1. Siapakah seorang Muslim ?
2. Apakah boleh melakukan Takfir (memvonis Kafir) ?
3. Siapakah yang memiliki haq untuk mengeluarkan fatwa ?
Dengan berlandaskan fatwa-fatwa ulama besar (العلماء الكبار) --termasuk diantaranya Syaikhul Azhar (شيخ الأزهر), Ayatullah As-Sistaniy (آية الله السيستاني), Syekh Qardhawiy (شيخ القرضاوي)-- , maka pada Juli tahun 2005 M, Raja Abdullah II mengadakan sebuah Konferensi Islam Internasional yang mengundang 200 Ulama terkemuka dunia dari 50 negara. Di Amman, ulama-ulama tersebut mengeluarkan sebuah panduan tentang tiga isu fundamental (yang kemudian dikenal dengan sebutan "Tiga Poin Risalah 'Amman/محاور رسالة عمّان الثلاثة"), Berikut adalah kutipan Piagam Amman dari Konferensi Islam Internasional yang diadakan di Amman, Yordania, dengan tema "Islam Hakiki dan Perannya dalam Masyarakat Modern" (27-29 Jumadil Ula 1426 H. / 4-6 Juli 2005 M.) dan dihadiri oleh ratusan Ulama' dari seluruh dunia sebagai berikut:
[1]Siapapun yang mengikuti Madzhab yang 4 dari Ahlussunnah wal Jamaah (Madzhab Hanafiy, Malikiy, Syafi'iy, Hanbali), Madzhab Jakfariy, Madzhab Zaidiyah, Madzhab Ibadiy, Madzhab Dhahiriy, maka dia Muslim dan tidak boleh mentakfir-nya (memvonisnya kafir) dan haram darahnya, kehormatannya dan hartanya. dan juga dalam fatwa Fadlilatusy Syekh Al-Azhar tidak boleh mentakfir ulama-ulama beraqidah Al-Asy'ariyah dan aliran Tashawuf yang hakiki (benar). Demikian juga tidak boleh memvonis kafir ulama-ulama yang berpaham Salafiy yang shahih.

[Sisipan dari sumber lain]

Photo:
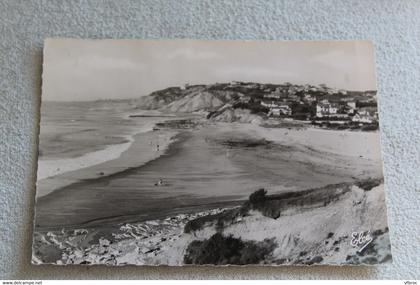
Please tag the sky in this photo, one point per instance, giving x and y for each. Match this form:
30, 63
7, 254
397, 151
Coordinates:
84, 70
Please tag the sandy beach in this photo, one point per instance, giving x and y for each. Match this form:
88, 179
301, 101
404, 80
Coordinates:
201, 166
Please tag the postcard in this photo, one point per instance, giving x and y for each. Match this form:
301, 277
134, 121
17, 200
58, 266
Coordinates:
204, 152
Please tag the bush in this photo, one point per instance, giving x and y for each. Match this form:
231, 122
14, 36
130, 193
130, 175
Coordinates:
221, 250
258, 196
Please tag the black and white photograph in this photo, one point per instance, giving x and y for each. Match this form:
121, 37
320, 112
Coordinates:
209, 152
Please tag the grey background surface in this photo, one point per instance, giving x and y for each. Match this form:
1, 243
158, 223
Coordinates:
394, 27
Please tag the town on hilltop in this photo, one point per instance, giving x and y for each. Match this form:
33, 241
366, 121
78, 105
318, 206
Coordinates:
317, 105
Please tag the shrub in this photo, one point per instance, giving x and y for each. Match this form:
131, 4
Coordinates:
258, 196
221, 250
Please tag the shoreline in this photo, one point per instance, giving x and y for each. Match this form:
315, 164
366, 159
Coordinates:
184, 186
165, 240
120, 159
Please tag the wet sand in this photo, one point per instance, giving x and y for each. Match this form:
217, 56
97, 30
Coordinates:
198, 170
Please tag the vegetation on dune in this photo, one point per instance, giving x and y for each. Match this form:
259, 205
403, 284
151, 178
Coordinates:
223, 250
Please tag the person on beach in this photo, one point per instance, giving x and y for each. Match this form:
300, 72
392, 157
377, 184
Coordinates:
159, 183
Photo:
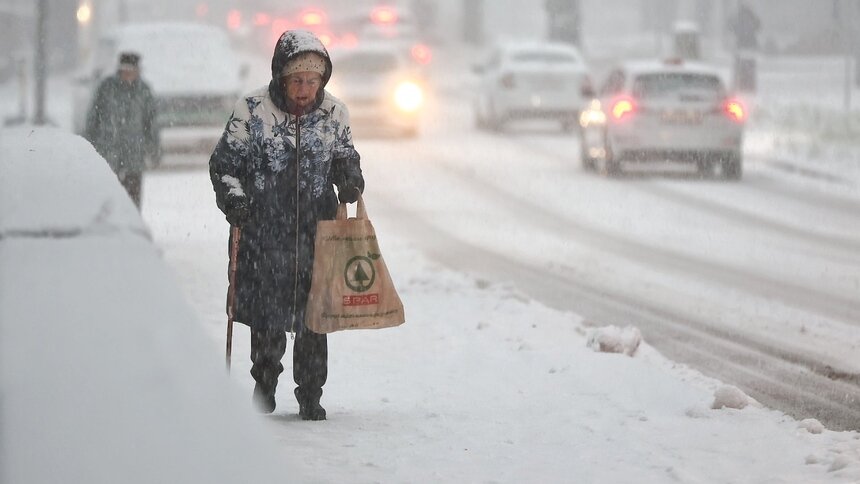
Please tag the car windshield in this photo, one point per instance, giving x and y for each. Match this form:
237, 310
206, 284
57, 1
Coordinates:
544, 57
366, 63
686, 86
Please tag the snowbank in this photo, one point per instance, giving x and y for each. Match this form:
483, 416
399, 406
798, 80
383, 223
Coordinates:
104, 376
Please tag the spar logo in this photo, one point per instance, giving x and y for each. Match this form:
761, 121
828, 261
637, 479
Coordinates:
359, 273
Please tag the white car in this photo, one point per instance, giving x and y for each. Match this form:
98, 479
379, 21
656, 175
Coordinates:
191, 69
664, 110
381, 88
543, 80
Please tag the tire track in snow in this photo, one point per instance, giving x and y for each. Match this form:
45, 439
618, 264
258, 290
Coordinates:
777, 378
844, 309
847, 248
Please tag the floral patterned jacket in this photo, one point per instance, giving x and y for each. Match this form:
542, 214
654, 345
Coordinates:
284, 168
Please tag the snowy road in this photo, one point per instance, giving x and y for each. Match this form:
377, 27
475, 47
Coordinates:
755, 283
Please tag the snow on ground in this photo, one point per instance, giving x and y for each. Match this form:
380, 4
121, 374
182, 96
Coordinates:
483, 385
480, 385
105, 376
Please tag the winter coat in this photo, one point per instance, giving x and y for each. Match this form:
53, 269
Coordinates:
121, 124
288, 187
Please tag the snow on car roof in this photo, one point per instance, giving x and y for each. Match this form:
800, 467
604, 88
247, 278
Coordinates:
639, 67
182, 58
514, 48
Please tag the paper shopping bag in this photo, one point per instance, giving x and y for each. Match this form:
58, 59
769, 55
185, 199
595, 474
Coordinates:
350, 287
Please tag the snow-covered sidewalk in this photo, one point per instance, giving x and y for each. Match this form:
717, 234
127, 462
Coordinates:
483, 385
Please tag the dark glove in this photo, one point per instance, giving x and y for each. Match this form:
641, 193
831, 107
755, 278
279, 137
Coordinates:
238, 214
348, 194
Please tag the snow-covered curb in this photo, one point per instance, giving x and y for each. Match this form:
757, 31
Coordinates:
105, 376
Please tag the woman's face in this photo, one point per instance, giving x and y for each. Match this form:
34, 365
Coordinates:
302, 88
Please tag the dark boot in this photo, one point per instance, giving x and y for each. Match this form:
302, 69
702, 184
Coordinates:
309, 405
264, 398
267, 349
310, 370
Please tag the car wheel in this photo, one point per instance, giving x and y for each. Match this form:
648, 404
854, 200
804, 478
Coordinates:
733, 167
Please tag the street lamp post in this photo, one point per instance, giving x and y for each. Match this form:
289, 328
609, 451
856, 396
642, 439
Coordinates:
40, 62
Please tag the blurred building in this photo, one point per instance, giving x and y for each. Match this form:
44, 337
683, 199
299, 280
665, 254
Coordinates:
18, 33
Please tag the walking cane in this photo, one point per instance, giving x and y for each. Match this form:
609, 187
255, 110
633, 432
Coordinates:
235, 233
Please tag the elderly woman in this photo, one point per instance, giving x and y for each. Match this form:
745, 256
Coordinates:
285, 148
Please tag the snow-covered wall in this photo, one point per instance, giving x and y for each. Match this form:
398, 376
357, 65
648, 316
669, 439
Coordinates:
104, 375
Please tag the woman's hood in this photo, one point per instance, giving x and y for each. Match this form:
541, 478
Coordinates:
291, 44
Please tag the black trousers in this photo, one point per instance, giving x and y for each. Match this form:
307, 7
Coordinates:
310, 362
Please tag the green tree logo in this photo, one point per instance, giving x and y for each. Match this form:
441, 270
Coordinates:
359, 273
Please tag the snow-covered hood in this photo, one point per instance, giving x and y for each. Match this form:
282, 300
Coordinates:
291, 44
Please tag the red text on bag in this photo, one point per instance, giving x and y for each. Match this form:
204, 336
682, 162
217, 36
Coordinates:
362, 300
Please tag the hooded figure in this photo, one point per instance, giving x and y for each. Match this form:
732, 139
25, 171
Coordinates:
284, 149
121, 124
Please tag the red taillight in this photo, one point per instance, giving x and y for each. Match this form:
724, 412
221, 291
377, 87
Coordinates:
622, 108
421, 53
383, 15
735, 110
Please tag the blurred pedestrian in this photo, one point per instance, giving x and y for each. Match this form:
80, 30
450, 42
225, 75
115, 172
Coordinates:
121, 124
284, 149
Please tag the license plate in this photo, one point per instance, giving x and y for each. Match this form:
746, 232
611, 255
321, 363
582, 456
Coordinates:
681, 116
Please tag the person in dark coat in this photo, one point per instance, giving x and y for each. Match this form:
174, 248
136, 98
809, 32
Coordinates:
121, 124
284, 149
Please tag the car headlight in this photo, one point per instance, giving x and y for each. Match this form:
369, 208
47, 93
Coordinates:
408, 96
593, 114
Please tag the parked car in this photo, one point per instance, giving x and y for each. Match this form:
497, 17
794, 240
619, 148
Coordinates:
381, 88
192, 70
664, 110
531, 80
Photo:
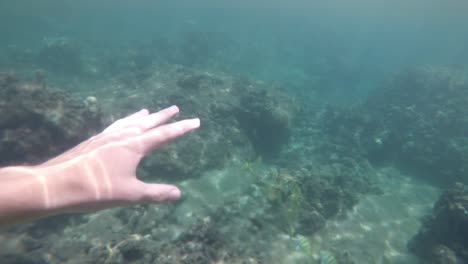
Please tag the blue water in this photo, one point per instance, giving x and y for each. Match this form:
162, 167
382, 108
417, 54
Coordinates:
255, 187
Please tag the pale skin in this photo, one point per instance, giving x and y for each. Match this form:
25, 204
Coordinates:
97, 174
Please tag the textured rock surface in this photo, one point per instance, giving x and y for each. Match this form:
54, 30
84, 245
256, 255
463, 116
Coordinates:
37, 122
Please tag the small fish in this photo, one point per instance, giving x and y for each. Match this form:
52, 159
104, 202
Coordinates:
326, 257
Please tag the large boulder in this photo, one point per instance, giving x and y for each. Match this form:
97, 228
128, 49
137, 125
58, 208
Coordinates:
37, 122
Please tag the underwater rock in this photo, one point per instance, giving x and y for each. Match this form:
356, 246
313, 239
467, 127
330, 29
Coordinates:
416, 120
266, 119
443, 234
38, 123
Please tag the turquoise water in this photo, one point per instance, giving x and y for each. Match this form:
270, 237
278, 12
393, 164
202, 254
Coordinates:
329, 129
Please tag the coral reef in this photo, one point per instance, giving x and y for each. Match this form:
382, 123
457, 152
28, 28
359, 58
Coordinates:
442, 236
38, 122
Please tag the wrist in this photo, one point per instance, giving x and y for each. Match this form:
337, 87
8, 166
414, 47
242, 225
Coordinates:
66, 189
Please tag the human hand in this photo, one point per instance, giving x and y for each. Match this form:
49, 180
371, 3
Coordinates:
101, 171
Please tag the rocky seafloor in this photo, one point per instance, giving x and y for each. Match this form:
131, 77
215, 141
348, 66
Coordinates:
263, 166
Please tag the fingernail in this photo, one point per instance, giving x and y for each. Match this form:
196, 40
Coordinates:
174, 194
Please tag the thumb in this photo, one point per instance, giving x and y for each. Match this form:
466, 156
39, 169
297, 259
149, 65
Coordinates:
155, 192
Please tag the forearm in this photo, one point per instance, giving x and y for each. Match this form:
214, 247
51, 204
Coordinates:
29, 193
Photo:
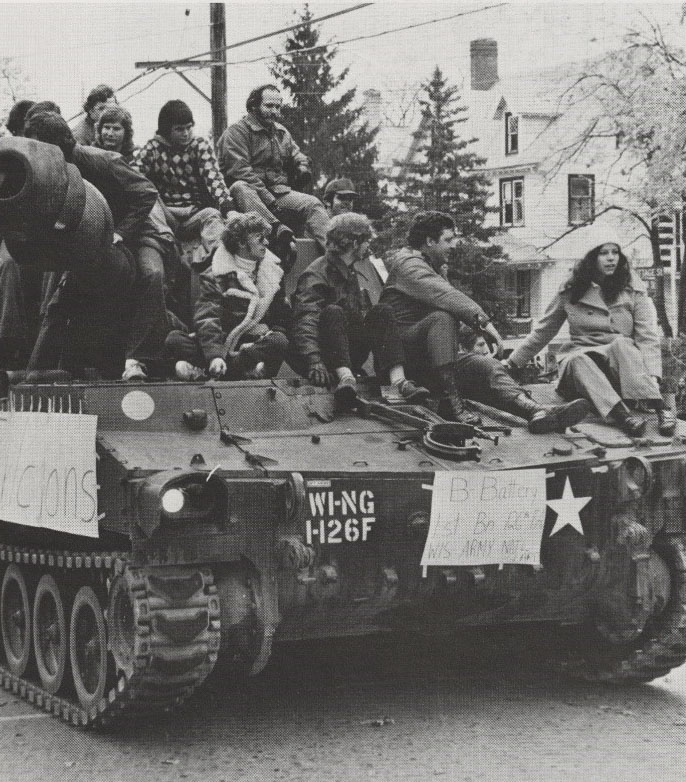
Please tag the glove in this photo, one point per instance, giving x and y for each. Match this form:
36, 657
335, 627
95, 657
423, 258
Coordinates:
225, 207
217, 367
319, 375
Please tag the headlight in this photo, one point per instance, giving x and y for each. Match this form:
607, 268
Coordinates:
173, 500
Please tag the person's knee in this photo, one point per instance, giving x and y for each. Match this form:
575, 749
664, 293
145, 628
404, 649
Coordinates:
240, 190
331, 315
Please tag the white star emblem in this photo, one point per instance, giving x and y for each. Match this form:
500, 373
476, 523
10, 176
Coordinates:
567, 509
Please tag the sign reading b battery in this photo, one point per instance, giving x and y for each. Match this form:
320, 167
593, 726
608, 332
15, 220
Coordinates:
340, 516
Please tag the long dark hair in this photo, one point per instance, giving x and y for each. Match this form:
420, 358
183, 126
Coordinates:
585, 272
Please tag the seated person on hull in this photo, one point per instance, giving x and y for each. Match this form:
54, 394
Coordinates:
257, 154
241, 314
99, 98
184, 170
114, 133
131, 198
429, 311
335, 324
613, 352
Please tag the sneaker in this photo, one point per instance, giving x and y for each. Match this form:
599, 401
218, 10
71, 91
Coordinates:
134, 370
186, 371
346, 390
412, 393
558, 418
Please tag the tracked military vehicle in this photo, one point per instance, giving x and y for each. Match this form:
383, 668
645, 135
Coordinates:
214, 519
148, 530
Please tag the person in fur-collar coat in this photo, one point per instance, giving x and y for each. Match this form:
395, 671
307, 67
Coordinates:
241, 315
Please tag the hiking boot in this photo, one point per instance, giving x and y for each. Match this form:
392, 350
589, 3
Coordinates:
346, 390
186, 371
666, 422
631, 425
134, 370
412, 393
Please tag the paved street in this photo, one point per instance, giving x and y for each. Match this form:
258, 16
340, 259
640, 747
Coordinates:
316, 712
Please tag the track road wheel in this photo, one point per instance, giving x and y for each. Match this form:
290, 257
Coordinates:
15, 617
50, 634
88, 648
122, 626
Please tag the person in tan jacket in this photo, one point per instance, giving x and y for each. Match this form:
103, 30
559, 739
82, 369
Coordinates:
613, 351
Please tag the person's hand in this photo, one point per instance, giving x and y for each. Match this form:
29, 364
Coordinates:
319, 375
491, 331
303, 179
217, 367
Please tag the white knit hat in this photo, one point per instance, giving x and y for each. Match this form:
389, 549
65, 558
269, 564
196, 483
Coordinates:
595, 234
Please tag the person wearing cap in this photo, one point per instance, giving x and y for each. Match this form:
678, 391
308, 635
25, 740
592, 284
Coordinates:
340, 196
429, 311
262, 164
336, 325
613, 351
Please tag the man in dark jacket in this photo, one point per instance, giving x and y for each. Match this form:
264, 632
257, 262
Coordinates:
241, 315
256, 156
429, 312
335, 324
130, 197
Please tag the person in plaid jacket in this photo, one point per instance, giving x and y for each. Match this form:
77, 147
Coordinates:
184, 170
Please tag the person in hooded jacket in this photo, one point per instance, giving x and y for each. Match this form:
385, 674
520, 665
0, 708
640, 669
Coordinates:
613, 352
241, 314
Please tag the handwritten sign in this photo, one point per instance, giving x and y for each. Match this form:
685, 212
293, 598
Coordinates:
47, 471
486, 518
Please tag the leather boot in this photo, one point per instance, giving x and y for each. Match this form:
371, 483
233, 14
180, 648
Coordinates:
631, 425
452, 396
544, 420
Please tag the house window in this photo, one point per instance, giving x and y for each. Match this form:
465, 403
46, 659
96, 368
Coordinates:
581, 198
523, 293
511, 134
511, 202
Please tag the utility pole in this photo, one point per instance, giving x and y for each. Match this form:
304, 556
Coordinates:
218, 46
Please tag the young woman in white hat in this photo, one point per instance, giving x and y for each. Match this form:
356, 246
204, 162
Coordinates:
613, 352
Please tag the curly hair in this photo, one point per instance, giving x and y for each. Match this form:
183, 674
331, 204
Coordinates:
585, 272
239, 226
123, 117
428, 225
345, 229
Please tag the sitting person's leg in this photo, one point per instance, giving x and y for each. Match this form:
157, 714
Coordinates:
484, 379
343, 347
389, 355
433, 341
148, 327
586, 375
306, 208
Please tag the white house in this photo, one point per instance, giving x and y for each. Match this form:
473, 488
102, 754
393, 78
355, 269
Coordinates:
543, 185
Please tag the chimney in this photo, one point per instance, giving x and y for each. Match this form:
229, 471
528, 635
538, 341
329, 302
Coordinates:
372, 107
484, 60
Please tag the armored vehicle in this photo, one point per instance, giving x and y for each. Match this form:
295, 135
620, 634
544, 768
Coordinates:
148, 529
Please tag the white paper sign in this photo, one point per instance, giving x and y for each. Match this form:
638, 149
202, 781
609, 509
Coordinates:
486, 518
47, 472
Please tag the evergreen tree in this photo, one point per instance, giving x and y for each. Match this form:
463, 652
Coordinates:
444, 175
329, 130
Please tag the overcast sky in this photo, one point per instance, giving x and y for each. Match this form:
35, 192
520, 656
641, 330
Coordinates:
66, 48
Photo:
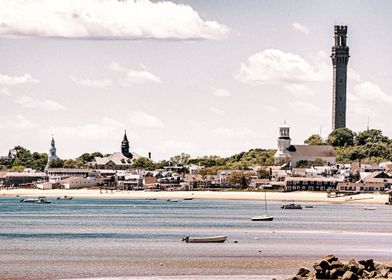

Sebagaimana juga tidak boleh memvonis kafir kelompok kaum Muslimin yang lainnya yang beriman kepada Allah dan kepara Rasulullah, rukun-rukun Iman, menghormati rukun Islam dan tidak mengingkari informasi yang berasal dari agama Islam.
[2]. Sungguh diantara madzhab yang banyak tersebut memang terdapat perbedaan (ikhtilaf), maka ulama-ulama dari delapan madzhab tersebut bersepakat dalam mabda' yang pokok bagi Islam. Semuanya beriman kepada Allah subhanahu wa ta'alaa yang Maha Esa, Al-Qur'an al-Karim adalah Kalamullah, Sayyidina Muhammad 'alayhis shalatu wassalam adalah Nabi sekaligus Rasul bagi umat manusia seluruhnya, dan mereka bersepakat atas rukun Islam yang 5 : Syadatayn, Shalat, Zakat, puasa Ramadhan, Haji kepa Baitullah, dan juga bersepakat atas Rukun Imam yang 6 ; beriman kepada Allah, Malaikat-Nya, Kitab-kitab-Nya, Rasul-Nya, Hari kiamat, dan kepada Qadar yang baik dan buruk, dan ulama-ulama dari perngikut Madzhab tersebut berbeda pendapat dalam masalah Furu' (cabang) dan bukan masalah Ushul (pokok), dan itu adalah Rahmat, dan terdahulu telah dikatakan ;
"Sesungguhnya ikhtilaf (perbedaan pendapat) para Ulama dalam masalah pemikiran hal yang baik"
[3]. Pengakuan terhadap madzhab-madzhab dalam Islam berarti berkomitmen dengan metodologi (manhaj) dalam hal fatwa ; maka siapapun tidak boleh mengeluarkan fatwa selain yang memenuhi kriteria tertentu dalam setiap madzhab, dan tidak boleh berfatwa selain yang berkaitan dengan manhaj (metodologi) madzhab, tidak boleh seorang pun mampu mengklaim ijtihad dan mengembangkan/membuat madzhab/pendapat baru atau mengelurkan fatwa yang tidak bisa diterima yang dapat mengeluarkan kaum Muslim dari kaidah syar'iyyah, prinsip, ketetapan dari madzhabnya.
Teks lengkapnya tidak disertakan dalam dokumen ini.